Если думает.
– А потом пришли люди. Перегородили сетями реку, стали кричать, воду баламутить… не помогло. И тогда дохлого петуха в омут бросили. И сом проглотил. Я говорил ему, что нельзя людям верить…
Осколок вошел с хрустом, повернулся и сам приклеился к другому. Брунмиги вытащил палец из дыры и та затянулась.
– Отравили моего сома. Страшно это было. Он мучился, метался в ямине, а ослабнув – поднялся наверх. Там его и ждали. Били копьями, дубинами. Крюками протыкали шкуру, волочили… а ихний главный, с крестом который, все твердил, что отродье демона они одолели. Только какой же из сома демон? Рыбина он, хоть и большая.
– Большая, – повторил драугр.
– Без него река опустела… и лягух развелось. Есть хочешь?
– Хочешь!
– Тоже безголовый. На вот, пей.
Драугр хлебал из плошки, а Брунмиги тряс флягу, пытаясь на слух определить, много ли в ней осталось. Должно было много, столько, чтоб до самого края мира дойти. А когда понадобится – то и за край. Но дальше что?
Не знал. Боялся думать и потому позволял себе дух перевести, глядел на деревья и вспоминал иной лес.

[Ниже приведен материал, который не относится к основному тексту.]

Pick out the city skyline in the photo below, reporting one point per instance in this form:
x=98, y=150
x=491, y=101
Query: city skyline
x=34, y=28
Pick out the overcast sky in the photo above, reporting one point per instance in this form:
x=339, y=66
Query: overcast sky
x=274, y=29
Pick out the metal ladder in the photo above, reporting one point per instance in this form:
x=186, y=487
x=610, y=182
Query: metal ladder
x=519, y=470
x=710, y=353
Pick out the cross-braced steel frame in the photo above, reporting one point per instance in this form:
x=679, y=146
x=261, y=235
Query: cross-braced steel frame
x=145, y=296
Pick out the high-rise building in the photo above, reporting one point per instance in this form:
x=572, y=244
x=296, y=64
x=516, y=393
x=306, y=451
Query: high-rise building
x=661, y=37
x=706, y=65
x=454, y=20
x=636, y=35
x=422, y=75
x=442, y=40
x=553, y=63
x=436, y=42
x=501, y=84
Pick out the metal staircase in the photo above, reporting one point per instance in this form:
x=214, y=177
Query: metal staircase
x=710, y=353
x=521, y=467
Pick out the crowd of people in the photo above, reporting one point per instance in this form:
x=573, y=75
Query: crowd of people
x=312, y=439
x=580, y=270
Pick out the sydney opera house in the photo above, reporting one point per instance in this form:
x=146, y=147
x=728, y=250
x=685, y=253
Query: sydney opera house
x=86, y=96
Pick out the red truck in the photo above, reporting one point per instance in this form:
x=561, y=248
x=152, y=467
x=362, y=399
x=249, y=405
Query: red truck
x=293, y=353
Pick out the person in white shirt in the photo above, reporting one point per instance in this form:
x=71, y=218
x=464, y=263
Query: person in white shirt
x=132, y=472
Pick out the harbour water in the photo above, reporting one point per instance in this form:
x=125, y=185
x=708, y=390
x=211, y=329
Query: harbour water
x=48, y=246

Деревья росли на камнях и тянулись до самых небес. Кроны их красили зеленью облака, ловили солнечный свет и спускали к корням. Свет обнимал шершавые стволы, плавил живицу и наполнял воздух свежим хвойным духом. Свет рассыпался по земле, прорастая белыми цветами багульника, миртом болотным и сухим вереском. Пчелы плясали, гудели, обещая скорое медовое богатство. И бортник, старый, седобородый Бруни, и вправду крепкий, как броня, каждый день проверял свои угодья.
На осень он приходил с горшком и корзиной трав. Жег, дымил, изгоняя злые пчелиные семьи. Тянул крепкие соты, резал ножом.
Злились пчелы, кидались на вора.
Никогда не обирал их Бруни до последнего. Берег. И старый порядок зная, всегда оставлял у подножья сосны крупный кусок сот.
Вкусен был мед вересковый. Сладок. А еще, случалось, пел Бруни-старик чужие висы хриплым голосом, о героях и чудовищах, о землях дальних и море, которое было близко и далеко, о подвигах ратных, бурях оружных, девах прекрасных… слушали его сосны и вереск.
Запоминали, чтобы зиму напролет пересказывать друг дружке истории. Слушал и Брунмиги. А когда прихворала правнучка Бруни, девка хилая, слабая, такую только гриму и отдать, самолично отправился тролль к ближайшему кургану, кланялся ульдре, просил молока.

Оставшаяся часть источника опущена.